The bodies of adult sand dollars, like those of other echinoids, display radial symmetry. The petal-like pattern in sand dollars consists of five paired rows of pores. The pores are perforations in the endoskeleton through which podia for gas exchange project from the body. The mouth of the sand dollar is located on the bottom of its body at the center of the petal-like pattern. Unlike other urchins, the bodies of sand dollars also display secondary front-to-back bilateral symmetry with no morphological distinguishing features between males and females. The anus of sand dollars is located at the back rather than at the top as in most urchins, with many more bilateral features appearing in some species. These result from the adaptation of sand dollars, in the course of their evolution, from creatures that originally lived their lives on top of the seabed (epibenthos) to creatures that burrow beneath it (endobenthos).

Suborders and families
According to World Register of Marine Species:

 sub-order Clypeasterina
 family Clypeasteridae L. Agassiz, 1835
 family Fossulasteridae Philip & Foster, 1971 †
 family Scutellinoididae Irwin, 1995 †
 family Conoclypidae von Zittel, 1879 †
 family Faujasiidae Lambert, 1905 †
 family Oligopygidae Duncan, 1889 †
 family Plesiolampadidae Lambert, 1905 †
 sub-order Scutellina
 infra-order Laganiformes
 family Echinocyamidae Lambert & Thiéry, 1914
 family Fibulariidae Gray, 1855
 family Laganidae Desor, 1858
 infra-order Scutelliformes
 family Echinarachniidae Lambert in Lambert & Thiéry, 1914
 family Eoscutellidae Durham, 1955 †
 family Protoscutellidae Durham, 1955 †
 family Rotulidae Gray, 1855
 super-family Scutellidea Gray, 1825
 family Abertellidae Durham, 1955 †
 family Astriclypeidae Stefanini, 1912
 family Dendrasteridae Lambert, 1900 -- Pacific eccentric sand dollar.
 family Mellitidae Stefanini, 1912 -- Keyhole sand dollars
 family Monophorasteridae Lahille, 1896 †
 family Scutasteridae Durham, 1955 †
 family Scutellidae Gray, 1825
 family Taiwanasteridae Wang, 1984
 family Scutellinidae Pomel, 1888a †

Common name
The term "sand dollar" derives from the appearance of the tests (skeletons) of dead individuals after being washed ashore. The test lacks its velvet-like skin of spines and has often been bleached white by sunlight. To beachcombers of the past, this suggested a large, silver coin, such as the old Spanish dollar (diameter 38–40 mm). Sand dollars are named as such not for their monetary value, but because of their appearance. 

Other names for the sand dollar include sand cakes, pansy shells, snapper biscuits, cake urchins, and sea cookies.  In South Africa, they are known as pansy shells from their suggestion of a five-petaled garden flower. The Caribbean sand dollar or inflated sea biscuit, Clypeaster rosaceus, is thicker in height than most. In Spanish-speaking areas of the Americas, the sand dollar is most often known as  (sea cookie); the translated term is often encountered in English.

Behavior and habitat

Sand dollars can be found in temperate and tropical zones along all continents. Sand dollars live in waters below the mean low water line, on or just beneath the surface of sandy and muddy areas. The common sand dollar, Echinarachnius parma, can be found in the Northern Hemisphere from the intertidal zone to the depths of the ocean, while the keyhole sand dollars (three species of the genus Mellita) can be found on many a wide range of coasts in and around the Caribbean Sea.

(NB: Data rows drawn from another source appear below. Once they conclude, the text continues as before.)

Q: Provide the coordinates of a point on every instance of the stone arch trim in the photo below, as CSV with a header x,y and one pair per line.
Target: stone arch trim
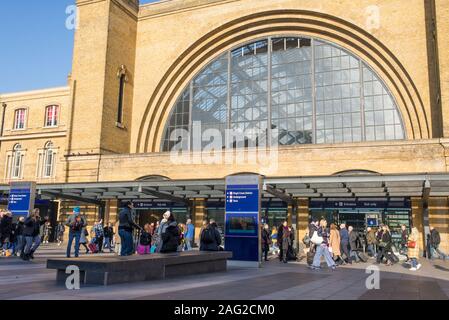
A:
x,y
282,22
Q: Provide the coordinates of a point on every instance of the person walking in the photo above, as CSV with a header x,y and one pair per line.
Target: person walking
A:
x,y
75,222
413,249
323,248
344,242
31,230
108,236
385,247
210,238
83,238
435,241
189,235
334,244
354,244
286,241
170,235
125,228
60,229
266,241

The spines on the somewhat flattened topside and underside of the animal allow it to burrow or creep through the sediment when looking for shelter or food. Fine, hair-like cilia cover these tiny spines. Sand dollars usually eat algae and organic matter found along the ocean floor, though some species will tip on their side to catch organic matter floating in ocean currents.

Sand dollars frequently gather on the ocean floor, in part to their preference for soft bottom areas, which are convenient for their reproduction. The sexes are separate and, as with most echinoids, gametes are released into the water column and go through external fertilization. The nektonic larvae metamorphose through several stages before the skeleton or test begins to form, at which point they become benthic.

In 2008, biologists discovered that sand dollar larvae will clone themselves for a few different reasons. When a predator is near, certain species of sand dollar larvae will split themselves in half in a process they use to asexually clone themselves when sensing danger. The cloning process can take up to 24 hours and creates larvae that are 2/3 smaller than their original size which can help conceal them from the predator. The larvae of these sand dollars clone themselves when they sense dissolved mucus from a predatory fish. The larvae exposed to this mucus from the predatory fish respond to the threat by cloning themselves. This process doubles their population and halves their size which allows them to better escape detection by the predatory fish but may make them more vulnerable to attacks from smaller predators like crustaceans. Sand dollars will also clone themselves during normal asexual reproduction. Larvae will undergo this process when food is plentiful or temperature conditions are optimal. Cloning may also occur to make use of the tissues that are normally lost during metamorphosis.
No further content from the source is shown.